Hold On To Your Jumpjets Spayce Muhreen, It's One Hell of a Ride
It really feels like Relic set out to do one thing while developing this game: Make the player feel like the kind of hulking badass that is an Ultramarine. They drive this home with virtually every firefight and enemy encounter across the game, delivering an experience that is not only challenging and fun, but extremely and primally satisfying.
Warhammer 40K: Space Marine opens with Captain Titus of the Ultramarines and his small squad being sent to Planet Macragge, a designated Forge World where the humans of the universe create some of their biggest and baddest warmachines: The Titans. The captain and his compatriates are charged with heading off a massive Ork invasion and keeping the weaponry out of enemy hands. The situation is grim and it's made clear from the the get go that it is on. The Orks clearly harbor no love for the "SPAAYCE MUH-REEENS" (a phrase you should be prepared to endure literally hundreds, if not thousands of times) and will throw everything they have in to a fight, using their sheer numbers to try and take the squad down.
It is in these moments that the game feels truly satisfying. Captain Titus is incredibly able in combat, dishing out punishment left and right. In a shocking twist in this day and age, no cover system is implemented in Space Marine. Instead, the Captain is made resilient enough that the player should (almost) never feel the need. Damage is measured in two depleting bars: The power armor, which will regenerate over time if damage is avoided, and health, regenerated in a vampiric style by performing executions on enemies. The executions tie nicely into the fairly simplistic melee combat system that is implmented.
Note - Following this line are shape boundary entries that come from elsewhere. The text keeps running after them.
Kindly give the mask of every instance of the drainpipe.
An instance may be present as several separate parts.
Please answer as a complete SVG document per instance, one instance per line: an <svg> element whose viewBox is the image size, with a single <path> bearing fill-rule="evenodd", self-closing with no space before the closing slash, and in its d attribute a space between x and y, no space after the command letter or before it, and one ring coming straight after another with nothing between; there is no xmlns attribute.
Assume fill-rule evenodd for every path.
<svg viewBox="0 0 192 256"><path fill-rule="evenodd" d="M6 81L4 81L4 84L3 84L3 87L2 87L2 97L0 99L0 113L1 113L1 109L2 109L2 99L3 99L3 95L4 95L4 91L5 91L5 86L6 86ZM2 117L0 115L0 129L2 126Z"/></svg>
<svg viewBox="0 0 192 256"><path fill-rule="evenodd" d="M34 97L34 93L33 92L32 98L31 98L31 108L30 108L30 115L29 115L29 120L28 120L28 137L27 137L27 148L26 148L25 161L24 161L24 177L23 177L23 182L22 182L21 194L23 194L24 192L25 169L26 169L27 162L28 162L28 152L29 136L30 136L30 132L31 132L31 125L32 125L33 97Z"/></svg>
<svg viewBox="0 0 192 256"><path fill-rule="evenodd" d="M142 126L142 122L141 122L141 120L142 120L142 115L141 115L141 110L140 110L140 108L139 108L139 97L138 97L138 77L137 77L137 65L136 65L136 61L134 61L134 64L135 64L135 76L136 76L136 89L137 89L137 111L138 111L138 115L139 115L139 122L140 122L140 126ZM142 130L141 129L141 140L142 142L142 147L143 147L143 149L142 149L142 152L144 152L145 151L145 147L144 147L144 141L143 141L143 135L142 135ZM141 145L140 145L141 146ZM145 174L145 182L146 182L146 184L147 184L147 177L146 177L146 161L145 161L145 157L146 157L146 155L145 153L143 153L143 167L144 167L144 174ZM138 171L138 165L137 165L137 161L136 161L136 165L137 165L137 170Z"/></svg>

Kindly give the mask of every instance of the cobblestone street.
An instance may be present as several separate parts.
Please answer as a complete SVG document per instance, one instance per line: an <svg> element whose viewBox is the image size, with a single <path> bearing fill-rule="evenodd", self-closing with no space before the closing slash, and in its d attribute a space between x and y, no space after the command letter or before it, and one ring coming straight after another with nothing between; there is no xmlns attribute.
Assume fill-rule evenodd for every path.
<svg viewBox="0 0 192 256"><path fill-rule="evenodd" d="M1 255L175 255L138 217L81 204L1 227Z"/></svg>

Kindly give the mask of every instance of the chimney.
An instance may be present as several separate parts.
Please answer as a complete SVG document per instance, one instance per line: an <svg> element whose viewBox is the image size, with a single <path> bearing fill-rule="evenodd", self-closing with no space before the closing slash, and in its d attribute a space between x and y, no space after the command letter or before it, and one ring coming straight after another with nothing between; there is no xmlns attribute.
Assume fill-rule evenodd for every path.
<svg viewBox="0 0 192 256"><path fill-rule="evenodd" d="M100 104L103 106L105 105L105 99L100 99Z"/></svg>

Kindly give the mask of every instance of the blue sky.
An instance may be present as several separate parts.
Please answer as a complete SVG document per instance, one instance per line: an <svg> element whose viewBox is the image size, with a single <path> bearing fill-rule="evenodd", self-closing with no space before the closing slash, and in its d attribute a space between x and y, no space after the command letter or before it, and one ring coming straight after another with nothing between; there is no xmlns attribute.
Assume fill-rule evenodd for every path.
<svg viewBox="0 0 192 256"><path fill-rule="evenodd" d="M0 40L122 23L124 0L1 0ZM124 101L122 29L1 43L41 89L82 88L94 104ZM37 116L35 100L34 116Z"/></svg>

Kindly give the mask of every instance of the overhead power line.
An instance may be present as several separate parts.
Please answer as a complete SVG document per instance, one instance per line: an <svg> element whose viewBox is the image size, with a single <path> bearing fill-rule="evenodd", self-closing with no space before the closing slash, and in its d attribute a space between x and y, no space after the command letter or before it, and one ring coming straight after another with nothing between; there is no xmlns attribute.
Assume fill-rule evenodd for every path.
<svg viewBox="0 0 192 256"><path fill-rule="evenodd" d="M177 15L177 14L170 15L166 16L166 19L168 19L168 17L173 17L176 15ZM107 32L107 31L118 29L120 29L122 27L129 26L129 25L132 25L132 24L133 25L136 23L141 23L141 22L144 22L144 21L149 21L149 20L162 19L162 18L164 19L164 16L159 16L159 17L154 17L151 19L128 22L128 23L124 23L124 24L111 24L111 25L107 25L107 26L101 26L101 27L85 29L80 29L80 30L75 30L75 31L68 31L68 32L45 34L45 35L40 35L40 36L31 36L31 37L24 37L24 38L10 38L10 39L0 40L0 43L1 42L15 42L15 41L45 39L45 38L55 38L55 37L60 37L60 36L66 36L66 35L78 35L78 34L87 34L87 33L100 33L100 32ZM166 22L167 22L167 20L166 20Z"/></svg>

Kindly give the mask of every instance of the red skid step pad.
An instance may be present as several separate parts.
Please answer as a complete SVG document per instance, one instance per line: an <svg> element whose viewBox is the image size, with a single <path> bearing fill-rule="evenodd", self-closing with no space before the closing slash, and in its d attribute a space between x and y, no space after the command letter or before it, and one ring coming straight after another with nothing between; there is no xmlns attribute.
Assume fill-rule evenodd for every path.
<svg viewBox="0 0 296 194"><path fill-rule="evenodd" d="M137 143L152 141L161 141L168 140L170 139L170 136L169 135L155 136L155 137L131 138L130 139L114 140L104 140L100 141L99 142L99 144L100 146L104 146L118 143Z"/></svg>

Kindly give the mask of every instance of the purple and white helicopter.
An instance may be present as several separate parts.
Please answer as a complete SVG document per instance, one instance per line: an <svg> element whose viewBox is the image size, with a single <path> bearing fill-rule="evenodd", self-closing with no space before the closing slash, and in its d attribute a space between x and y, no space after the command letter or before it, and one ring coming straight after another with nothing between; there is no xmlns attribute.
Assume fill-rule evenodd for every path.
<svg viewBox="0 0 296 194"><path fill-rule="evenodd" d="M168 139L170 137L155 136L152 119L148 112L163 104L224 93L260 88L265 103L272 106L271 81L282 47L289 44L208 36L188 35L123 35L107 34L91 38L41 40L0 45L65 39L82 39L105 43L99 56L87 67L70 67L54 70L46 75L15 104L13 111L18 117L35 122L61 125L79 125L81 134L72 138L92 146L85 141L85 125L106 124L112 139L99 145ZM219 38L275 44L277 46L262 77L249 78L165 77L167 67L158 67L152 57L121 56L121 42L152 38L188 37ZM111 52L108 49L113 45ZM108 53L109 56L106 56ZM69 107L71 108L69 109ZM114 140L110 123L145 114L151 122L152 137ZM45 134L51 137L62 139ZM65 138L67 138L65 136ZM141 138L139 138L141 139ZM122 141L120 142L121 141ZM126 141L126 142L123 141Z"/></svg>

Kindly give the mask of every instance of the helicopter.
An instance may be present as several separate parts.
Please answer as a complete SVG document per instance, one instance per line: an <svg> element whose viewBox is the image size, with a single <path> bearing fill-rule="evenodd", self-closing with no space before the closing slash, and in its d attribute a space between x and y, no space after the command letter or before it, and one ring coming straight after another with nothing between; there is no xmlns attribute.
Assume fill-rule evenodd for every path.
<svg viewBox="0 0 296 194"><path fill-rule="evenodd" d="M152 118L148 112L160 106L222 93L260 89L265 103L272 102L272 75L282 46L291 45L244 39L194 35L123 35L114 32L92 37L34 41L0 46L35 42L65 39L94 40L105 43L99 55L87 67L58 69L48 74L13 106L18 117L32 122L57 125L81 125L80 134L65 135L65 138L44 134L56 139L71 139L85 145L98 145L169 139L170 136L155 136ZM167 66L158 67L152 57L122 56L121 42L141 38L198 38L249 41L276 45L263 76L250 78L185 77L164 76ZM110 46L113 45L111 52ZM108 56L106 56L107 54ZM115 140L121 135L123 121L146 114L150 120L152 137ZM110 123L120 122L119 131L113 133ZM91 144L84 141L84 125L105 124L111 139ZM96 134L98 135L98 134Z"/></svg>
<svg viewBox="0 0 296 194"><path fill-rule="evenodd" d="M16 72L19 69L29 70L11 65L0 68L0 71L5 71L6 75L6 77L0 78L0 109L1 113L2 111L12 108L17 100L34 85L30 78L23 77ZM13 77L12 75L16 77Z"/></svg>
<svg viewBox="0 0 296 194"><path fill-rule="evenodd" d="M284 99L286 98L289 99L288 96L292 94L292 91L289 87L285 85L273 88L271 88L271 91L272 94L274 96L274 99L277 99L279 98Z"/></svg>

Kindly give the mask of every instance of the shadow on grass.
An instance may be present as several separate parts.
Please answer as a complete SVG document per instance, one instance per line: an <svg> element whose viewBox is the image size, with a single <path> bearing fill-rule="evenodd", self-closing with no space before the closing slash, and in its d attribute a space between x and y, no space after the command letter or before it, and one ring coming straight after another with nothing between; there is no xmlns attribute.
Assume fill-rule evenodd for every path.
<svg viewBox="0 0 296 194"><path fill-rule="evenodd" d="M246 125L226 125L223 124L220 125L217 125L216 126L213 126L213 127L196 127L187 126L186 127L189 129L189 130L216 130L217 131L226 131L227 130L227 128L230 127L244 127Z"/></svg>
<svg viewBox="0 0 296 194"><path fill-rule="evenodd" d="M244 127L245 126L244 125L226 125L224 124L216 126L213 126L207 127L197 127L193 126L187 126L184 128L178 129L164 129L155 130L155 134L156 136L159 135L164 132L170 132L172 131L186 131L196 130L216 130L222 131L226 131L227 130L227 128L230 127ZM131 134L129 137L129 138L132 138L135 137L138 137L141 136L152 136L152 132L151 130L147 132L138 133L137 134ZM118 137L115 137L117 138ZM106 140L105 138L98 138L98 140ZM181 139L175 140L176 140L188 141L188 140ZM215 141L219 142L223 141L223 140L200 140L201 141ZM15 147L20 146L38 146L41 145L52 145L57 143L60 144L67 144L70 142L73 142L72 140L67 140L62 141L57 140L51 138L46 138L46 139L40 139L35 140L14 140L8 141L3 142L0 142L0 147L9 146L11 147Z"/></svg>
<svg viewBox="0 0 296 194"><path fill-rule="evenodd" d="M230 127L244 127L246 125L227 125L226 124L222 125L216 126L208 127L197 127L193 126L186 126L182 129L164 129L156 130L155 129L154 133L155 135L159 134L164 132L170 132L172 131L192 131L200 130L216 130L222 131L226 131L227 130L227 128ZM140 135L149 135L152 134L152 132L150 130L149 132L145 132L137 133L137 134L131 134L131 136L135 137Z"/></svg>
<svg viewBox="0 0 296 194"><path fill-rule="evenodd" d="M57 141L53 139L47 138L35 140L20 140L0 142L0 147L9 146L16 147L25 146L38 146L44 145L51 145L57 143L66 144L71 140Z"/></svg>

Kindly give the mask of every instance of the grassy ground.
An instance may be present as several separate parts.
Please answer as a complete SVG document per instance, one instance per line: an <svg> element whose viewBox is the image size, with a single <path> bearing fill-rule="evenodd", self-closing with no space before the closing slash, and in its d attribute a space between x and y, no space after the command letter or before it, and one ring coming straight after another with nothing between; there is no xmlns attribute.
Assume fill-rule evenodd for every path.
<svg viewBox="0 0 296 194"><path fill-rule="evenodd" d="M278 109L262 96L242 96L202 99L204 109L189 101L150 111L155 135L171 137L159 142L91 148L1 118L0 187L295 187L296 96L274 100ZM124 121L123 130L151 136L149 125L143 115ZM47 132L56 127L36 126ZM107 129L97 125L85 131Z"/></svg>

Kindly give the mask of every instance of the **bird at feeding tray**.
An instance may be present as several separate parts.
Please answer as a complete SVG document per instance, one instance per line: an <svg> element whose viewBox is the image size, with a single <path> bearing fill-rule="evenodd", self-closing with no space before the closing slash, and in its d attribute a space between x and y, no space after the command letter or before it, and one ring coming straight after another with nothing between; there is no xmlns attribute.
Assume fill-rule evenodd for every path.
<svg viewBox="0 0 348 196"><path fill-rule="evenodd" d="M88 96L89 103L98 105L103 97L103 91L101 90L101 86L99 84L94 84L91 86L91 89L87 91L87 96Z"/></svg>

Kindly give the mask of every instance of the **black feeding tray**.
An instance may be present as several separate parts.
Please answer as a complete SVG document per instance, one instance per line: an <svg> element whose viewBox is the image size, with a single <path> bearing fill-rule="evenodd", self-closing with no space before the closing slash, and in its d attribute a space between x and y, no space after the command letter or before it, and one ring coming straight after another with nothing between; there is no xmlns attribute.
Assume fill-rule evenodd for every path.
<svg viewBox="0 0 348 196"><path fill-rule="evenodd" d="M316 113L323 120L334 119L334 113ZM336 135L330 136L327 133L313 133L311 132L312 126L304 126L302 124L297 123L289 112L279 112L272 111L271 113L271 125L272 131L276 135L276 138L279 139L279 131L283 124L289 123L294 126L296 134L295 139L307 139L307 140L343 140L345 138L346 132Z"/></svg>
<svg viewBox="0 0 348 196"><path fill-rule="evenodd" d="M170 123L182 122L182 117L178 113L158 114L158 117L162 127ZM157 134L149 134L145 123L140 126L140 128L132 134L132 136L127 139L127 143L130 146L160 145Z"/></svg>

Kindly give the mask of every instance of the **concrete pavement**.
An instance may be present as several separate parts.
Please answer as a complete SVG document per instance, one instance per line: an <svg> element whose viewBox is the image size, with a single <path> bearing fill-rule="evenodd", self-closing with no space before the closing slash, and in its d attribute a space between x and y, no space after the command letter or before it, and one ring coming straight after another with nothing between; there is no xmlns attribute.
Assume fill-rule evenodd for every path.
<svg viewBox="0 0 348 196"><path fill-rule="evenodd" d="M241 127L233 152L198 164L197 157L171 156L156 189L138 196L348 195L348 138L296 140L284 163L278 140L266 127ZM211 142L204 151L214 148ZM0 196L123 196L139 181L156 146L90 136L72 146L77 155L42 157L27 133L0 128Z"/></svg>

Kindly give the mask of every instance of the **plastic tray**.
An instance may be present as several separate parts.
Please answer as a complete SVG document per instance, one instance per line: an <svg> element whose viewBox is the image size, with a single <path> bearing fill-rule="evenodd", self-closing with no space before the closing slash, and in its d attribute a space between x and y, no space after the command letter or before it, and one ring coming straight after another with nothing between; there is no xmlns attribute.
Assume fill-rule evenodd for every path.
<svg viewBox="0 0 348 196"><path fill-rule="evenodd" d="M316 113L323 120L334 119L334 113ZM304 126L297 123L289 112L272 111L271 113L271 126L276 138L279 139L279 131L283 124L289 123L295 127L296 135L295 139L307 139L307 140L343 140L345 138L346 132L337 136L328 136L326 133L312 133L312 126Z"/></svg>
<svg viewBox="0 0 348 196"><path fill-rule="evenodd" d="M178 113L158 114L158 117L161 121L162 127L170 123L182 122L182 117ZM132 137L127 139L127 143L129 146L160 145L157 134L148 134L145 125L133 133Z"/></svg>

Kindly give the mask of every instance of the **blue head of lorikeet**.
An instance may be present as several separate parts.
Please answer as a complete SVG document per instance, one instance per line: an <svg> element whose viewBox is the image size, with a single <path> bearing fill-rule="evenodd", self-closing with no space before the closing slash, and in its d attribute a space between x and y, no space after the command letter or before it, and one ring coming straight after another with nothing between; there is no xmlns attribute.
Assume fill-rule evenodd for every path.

It doesn't reinvent the wheel, you'll perform the same light-light-light-heavy combos throughout the bulk of the game and the number of execution animations is fairly limited, but it somehow manages to still just feel GOOD.
The melee shines primarily in the first half of the game, after which the enemy buffs start to mount against the player, forcing them to keep their distance if they are to survive. Fortunately, the game makes the Ultramarines just as deadly at a distance as they are up close. The weapons, though aethetically pleasing, are a bit cookie cutter and fall in to the tropes you'd expect from a shooter: This one is the sniper rifle, this one is the shotgun, the grenade launcher and so on. The Bolt weapons are truly satisfying, making it disappointing to lose one of them through the game's upgrade path as it's replaced by a plasma weapon. The shooting itself is fairly tight and is balanced extremely well in such a way that the player only misses shots on account of their own use of the guns.
While all of this makes for an incredible package, it distracts well from one issue that I ran in to personally with the game: I'm not super familiar with Warhammer lore, 40k or otherwise. The game presents the player with this situation and story, but fails to give much context for those who are not already moderately to avidly invested in the universe. Things can be extrapolated to a certain degree (for example, Orks don't like humans and the Inquisition is unsurprisingly shady), I found myself wondering about what kind of importance these characters have canonically. Does Captain Titus have importance outside of this game? How about the Ork Warboss? What IS the Warp and Chaos? I spent the last third of the game fighting an enemy I knew virtually nothing about until the game pushes itself quickly towards it's tidy conclusion, leaving many questions to a lightly informed part unanswered.
None of that detracts in any major way from the game as a whole however. Enough of the story is apparent and decipherable that it's worth seeing it through to it's end and the combat is just intangibly satisfying. This is a tremendous game and an arguably quintessential experience, able to balance difficulty while simultaneously refusing to be another third-person Gears of War derivative, that has been and will continue to be sadly overlooked due to the lore and marketability of Warhammer to the masses.